Open dmitry-markin opened 7 months ago
I see similar issue has already happened in the past: https://github.com/paritytech/polkadot-sdk/issues/3390
There’s no bandwidth to investigate this in bridges team now. I suggest someone from @paritytech/sdk-node take it. (Maybe they can fix it for good as they have more gossip protocol experience)
Extra data points here
2024-04-05 01:21:55.019 ERROR tokio-runtime-worker sc_utils::mpsc: The number of unprocessed messages in channel `mpsc-notification-to-protocol` exceeded 100000.
The channel was created at:
0: sc_utils::mpsc::tracing_unbounded
1: sc_network::protocol::notifications::service::notification_service
2: sc_network::config::NonDefaultSetConfig::new
3: sc_consensus_beefy::communication::beefy_peers_set_config
4: polkadot_service::new_full
5: polkadot_service::build_full
6: polkadot_cli::command::run_node_inner::{{closure}}::{{closure}}
7: tokio::runtime::park::CachedParkThread::block_on
8: tokio::runtime::runtime::Runtime::block_on
9: polkadot_cli::command::run
10: polkadot::main
11: std::sys_common::backtrace::__rust_begin_short_backtrace
12: std::rt::lang_start::{{closure}}
13: std::rt::lang_start_internal
14: main
15: <unknown>
16: __libc_start_main
17: _start
Last message was sent from:
0: sc_utils::mpsc::TracingUnboundedSender<T>::unbounded_send
1: alloc::vec::Vec<T,A>::retain
2: sc_network::protocol::notifications::service::ProtocolHandle::report_notification_received
3: sc_network::service::NetworkWorker<B,H>::handle_swarm_event
4: <sc_network::service::NetworkWorker<B,H> as sc_network::service::traits::NetworkBackend<B,H>>::run::{{closure}}
5: sc_service::build_network_future::{{closure}}::{{closure}}::{{closure}}
6: <futures_util::future::poll_fn::PollFn<F> as core::future::future::Future>::poll
7: <sc_service::task_manager::prometheus_future::PrometheusFuture<T> as core::future::future::Future>::poll
8: <tracing_futures::Instrumented<T> as core::future::future::Future>::poll
9: tokio::runtime::park::CachedParkThread::block_on
10: tokio::runtime::task::core::Core<T,S>::poll
11: tokio::runtime::task::harness::Harness<T,S>::poll
12: tokio::runtime::blocking::pool::Inner::run
13: std::sys_common::backtrace::__rust_begin_short_backtrace
14: core::ops::function::FnOnce::call_once{{vtable.shim}}
15: std::sys::pal::unix::thread::Thread::new::thread_start
16: <unknown>
17: <unknown>
Should be fixed by this: https://github.com/paritytech/polkadot-sdk/pull/4015
I think we can do even better and not even have the gossip engine running at all when we are syncing/waiting for the pallet. The protocol should only be registered when the node is ready to handle the messages.
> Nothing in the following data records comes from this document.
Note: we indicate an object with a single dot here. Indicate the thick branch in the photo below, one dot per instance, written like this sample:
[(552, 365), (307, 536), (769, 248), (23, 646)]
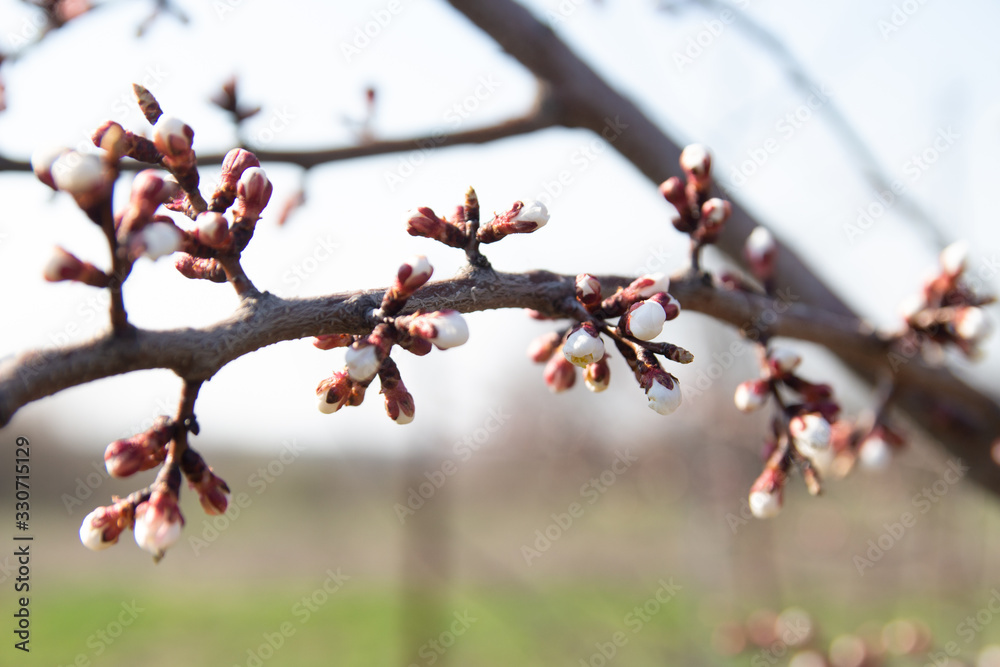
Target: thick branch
[(958, 415)]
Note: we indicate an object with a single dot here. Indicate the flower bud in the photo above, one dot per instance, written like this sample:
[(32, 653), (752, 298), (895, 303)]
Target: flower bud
[(253, 192), (212, 230), (559, 373), (79, 174), (954, 257), (664, 393), (42, 161), (542, 348), (173, 137), (333, 392), (970, 324), (644, 320), (597, 375), (101, 528), (696, 162), (444, 328), (751, 395), (811, 432), (783, 360), (362, 362), (584, 346), (159, 239), (761, 252), (766, 494), (522, 218), (158, 522), (588, 291)]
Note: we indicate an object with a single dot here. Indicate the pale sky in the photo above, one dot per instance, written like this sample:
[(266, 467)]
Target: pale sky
[(932, 80)]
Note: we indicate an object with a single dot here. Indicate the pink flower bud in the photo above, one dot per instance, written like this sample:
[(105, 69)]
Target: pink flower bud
[(597, 376), (559, 373), (542, 348), (783, 360), (751, 395), (766, 494), (237, 161), (444, 328), (333, 392), (663, 393), (362, 362), (584, 346), (42, 161), (588, 291), (761, 252), (696, 162), (101, 528), (158, 522), (253, 192), (213, 230), (522, 218), (644, 320), (173, 137)]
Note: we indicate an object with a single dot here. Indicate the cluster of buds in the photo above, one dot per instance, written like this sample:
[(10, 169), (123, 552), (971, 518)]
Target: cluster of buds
[(803, 431), (368, 356), (641, 310), (462, 229), (947, 312), (699, 216)]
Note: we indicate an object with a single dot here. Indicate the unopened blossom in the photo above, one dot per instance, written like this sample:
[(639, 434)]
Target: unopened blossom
[(644, 320), (101, 528), (584, 346), (751, 395), (158, 522)]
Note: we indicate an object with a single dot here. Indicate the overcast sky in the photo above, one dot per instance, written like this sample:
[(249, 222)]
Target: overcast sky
[(918, 81)]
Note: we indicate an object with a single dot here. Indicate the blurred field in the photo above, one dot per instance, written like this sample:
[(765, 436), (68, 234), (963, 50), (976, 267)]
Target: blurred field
[(668, 524)]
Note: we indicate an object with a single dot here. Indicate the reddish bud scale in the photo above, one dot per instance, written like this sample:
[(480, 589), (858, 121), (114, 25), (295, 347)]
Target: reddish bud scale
[(424, 222), (330, 341)]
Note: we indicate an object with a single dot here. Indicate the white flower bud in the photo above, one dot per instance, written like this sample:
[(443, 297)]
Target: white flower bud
[(812, 433), (784, 360), (160, 239), (953, 257), (78, 173), (661, 283), (645, 320), (362, 362), (452, 330), (764, 504), (971, 324), (533, 211), (662, 399), (751, 395), (582, 348), (875, 453)]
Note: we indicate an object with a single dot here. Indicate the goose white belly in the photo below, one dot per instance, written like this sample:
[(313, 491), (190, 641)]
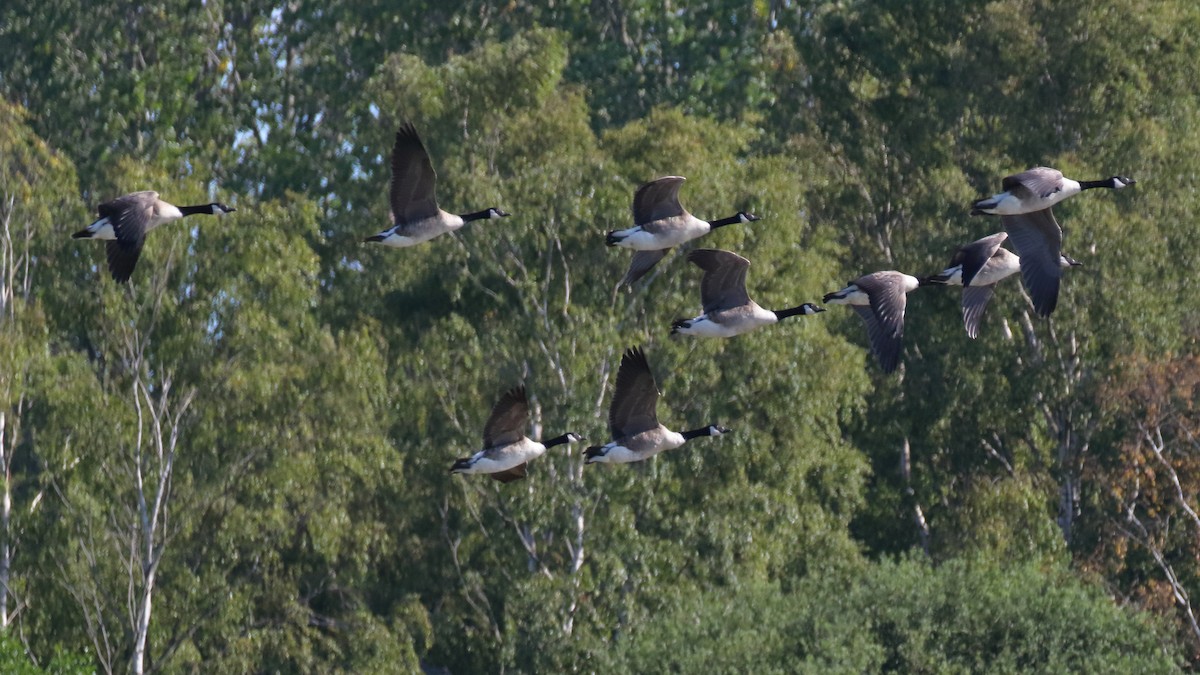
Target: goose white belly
[(666, 233), (995, 272), (642, 446), (705, 327), (504, 458), (420, 231), (729, 323), (1008, 204)]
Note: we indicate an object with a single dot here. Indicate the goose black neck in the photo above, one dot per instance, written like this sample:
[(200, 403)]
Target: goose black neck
[(478, 215), (789, 311), (724, 221), (557, 441), (197, 209)]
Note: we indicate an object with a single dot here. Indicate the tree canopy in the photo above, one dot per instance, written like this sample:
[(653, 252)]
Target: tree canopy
[(238, 461)]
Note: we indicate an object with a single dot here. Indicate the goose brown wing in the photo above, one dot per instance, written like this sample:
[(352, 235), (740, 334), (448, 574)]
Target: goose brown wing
[(1038, 181), (658, 199), (507, 424), (413, 179), (885, 344), (975, 255), (724, 285), (130, 216), (1038, 242), (888, 299), (975, 302), (635, 404)]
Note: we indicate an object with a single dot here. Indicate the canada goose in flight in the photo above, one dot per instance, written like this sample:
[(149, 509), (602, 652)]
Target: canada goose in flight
[(729, 310), (1038, 242), (1037, 189), (880, 300), (634, 420), (415, 215), (978, 267), (660, 223), (505, 447), (125, 221)]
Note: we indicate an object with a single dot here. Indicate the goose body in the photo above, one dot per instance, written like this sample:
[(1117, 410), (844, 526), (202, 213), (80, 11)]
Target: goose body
[(660, 223), (1037, 238), (125, 221), (880, 300), (729, 310), (633, 418), (415, 214), (978, 267), (507, 449), (1038, 189)]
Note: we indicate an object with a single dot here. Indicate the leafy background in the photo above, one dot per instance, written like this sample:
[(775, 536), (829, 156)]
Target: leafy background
[(292, 399)]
Should be fixed by this: #4015
I think we can do even better and not even have the gossip engine running at all when we are syncing/waiting for the pallet. The protocol should only be registered when the node is ready to handle the messages.
I tried doing this at some point, but had problems with the tests (spawning multiple BEEFY workers in same test) - registering the gossip engine “later” the workers would not see each other and gossip correctly - again, this was only a tests problem, in real case with single BEEFY worker task per node instance it worked fine.
I just realized that @dmitry-markin posted above to error messages :see_no_evil: So, yeah, my pr is only solving the second one. For the first one we probably need to do what I said above about activating the networking stuff of beefy only when we need it.
I would be interested in taking a look at this when I have time. I will add myself to the issue, but if anyone else can prioritize it, please feel free to take it.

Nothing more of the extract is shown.